While in Cork, one business visit stuck out in particular: the global privacy management firm Beacon AI. Prior to this, Baron had worked with Beacon AI’s CEO on various AI development projects. Thanks to the Network, Baron was able to set up an official meeting during the Ireland mission. “It was a mixture of my own initiative and the Network’s support”, recalls Baron. “In Ireland, I knew the local scene, but we wouldn’t have had the opportunity to set meetings without the Network’s support.”
New EU partnerships concluded thanks to the Enterprise Europe Network
Following the mission to Ireland, InboundMuse and Beacon AI signed a Partnership Agreement. InboundMuse continues to manage and optimise all of Beacon AI’s Google ads with their AI optimisation software. As an offshoot of the mission, Baron also benefitted from cultivating professional relationships with the other five Maltese companies.
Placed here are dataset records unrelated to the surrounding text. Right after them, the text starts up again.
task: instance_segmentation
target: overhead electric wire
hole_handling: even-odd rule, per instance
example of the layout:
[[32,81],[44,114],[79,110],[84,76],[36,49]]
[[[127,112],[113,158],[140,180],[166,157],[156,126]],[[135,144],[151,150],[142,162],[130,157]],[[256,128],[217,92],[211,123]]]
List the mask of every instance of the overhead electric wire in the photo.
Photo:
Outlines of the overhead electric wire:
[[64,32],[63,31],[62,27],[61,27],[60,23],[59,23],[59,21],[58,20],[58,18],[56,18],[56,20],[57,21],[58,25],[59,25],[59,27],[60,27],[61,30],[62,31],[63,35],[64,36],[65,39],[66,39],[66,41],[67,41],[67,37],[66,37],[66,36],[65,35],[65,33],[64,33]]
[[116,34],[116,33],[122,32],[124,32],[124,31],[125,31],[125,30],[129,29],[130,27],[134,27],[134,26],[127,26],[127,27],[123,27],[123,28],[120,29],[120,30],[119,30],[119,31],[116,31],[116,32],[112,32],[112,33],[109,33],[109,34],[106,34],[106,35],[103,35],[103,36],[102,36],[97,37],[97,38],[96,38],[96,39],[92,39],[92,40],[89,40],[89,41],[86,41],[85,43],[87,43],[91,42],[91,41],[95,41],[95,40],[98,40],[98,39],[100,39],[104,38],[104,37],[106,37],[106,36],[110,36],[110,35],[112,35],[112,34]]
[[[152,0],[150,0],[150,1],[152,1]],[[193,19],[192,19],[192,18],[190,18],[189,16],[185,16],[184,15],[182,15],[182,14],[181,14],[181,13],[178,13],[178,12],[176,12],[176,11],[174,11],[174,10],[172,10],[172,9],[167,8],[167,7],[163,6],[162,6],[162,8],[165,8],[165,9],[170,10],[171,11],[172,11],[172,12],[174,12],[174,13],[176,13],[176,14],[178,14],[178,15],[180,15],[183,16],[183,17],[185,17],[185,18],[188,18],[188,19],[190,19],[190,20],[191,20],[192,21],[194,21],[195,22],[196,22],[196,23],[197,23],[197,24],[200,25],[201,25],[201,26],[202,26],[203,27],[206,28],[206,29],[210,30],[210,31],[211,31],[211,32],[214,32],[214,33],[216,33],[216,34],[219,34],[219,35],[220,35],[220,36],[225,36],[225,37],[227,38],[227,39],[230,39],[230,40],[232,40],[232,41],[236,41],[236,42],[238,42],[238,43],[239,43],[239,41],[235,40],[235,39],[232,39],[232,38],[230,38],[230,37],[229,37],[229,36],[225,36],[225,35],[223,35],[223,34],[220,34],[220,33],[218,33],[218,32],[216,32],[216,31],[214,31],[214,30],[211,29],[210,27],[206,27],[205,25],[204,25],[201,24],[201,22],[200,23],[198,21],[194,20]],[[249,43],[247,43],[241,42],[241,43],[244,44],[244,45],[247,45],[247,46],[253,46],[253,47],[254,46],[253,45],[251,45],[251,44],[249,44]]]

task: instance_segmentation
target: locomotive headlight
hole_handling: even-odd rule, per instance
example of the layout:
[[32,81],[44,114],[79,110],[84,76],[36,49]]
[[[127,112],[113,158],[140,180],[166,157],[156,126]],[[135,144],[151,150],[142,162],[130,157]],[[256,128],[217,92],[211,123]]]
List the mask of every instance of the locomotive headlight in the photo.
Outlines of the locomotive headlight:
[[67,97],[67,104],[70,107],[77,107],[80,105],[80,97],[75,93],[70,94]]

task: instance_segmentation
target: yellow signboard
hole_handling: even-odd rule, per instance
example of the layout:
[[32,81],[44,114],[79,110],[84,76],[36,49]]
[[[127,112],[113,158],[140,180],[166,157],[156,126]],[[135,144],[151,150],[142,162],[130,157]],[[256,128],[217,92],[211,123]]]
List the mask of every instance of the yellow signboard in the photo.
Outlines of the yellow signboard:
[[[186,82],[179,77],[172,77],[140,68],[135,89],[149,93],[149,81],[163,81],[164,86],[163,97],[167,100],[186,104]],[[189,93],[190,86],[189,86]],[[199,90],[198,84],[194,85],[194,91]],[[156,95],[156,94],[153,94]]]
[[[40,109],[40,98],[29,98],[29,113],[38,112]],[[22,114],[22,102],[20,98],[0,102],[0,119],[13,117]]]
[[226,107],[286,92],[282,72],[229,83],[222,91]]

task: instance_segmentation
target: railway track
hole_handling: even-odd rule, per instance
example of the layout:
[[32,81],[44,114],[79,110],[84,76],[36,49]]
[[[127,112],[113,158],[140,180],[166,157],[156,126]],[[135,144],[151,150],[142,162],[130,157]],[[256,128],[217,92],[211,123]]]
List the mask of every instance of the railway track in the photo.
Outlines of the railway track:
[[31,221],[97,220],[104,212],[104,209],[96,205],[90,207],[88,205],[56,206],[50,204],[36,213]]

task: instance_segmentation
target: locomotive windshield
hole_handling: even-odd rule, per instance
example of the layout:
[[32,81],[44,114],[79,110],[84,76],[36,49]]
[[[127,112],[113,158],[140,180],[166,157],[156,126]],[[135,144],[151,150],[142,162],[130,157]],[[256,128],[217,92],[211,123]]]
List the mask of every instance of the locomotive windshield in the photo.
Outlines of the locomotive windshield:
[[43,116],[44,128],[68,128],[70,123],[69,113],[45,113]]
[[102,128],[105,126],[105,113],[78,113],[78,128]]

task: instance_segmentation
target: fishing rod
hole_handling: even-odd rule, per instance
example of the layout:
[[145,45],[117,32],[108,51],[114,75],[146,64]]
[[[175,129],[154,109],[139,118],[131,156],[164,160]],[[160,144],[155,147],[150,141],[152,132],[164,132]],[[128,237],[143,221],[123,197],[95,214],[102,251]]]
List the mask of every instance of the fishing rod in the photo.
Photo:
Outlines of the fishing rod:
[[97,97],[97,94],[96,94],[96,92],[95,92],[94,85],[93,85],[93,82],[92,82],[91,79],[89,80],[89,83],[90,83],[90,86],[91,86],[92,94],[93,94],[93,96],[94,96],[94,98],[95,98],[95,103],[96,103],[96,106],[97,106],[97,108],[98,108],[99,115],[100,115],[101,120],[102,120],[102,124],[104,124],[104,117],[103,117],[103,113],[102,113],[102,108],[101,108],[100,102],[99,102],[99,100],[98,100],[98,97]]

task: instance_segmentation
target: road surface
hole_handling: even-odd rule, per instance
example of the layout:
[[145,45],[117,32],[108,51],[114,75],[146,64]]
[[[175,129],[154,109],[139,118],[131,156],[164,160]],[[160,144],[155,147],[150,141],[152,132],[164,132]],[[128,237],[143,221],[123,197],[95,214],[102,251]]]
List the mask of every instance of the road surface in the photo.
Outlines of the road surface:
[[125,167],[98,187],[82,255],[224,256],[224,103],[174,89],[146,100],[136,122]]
The Network’s support has extended beyond the successful mission to Ireland. “Maltese Network representatives supported InboundMuse to tap into the Horizon 2020 SME Instrument funding, and also offered coaching and mentoring activities”, explains Abdilla. “The mentor, Mark Willner, was truly extraordinary, we’re still in touch.” says Baron. “Even today, I still use what I gained from him.”
Since 2016, the company has been growing rapidly, with a team of client-facing officers, data scientists and administrators operating all over Europe and servicing a wide cadre of international clients. With the Network’s continued support, Baron is highly motivated to continue EU-wide engagements, as a potential partner in future EU-funded projects or as a host with the Erasmus for Young Entrepreneurs programme.
|The interviews with SME owner(s) and Enterprise Europe Network were conducted before the coronavirus pandemic that put many European companies in a difficult situation.
To support the economy and protect businesses like InboundMuse, the EU has been working closely with Member States since the emergence of coronavirus, putting in place support measures and recovery plans to deal with the impact of COVID-19. Learn more about the management of coronavirus and the recovery plan for Europe.
About the Enterprise Europe Network
The world’s largest support network for small and medium-sized enterprises (SMEs) brings together 600 member organisations in more than 60 countries, providing their advice and support to help SMEs to scale-up, access funding and finances, understand EU legislation and find potential business partners across Europe and beyond. The European Commission launched the Enterprise Europe Network in 2008. It is co-financed under the EU’s programme for the competitiveness of SMEs (COSME).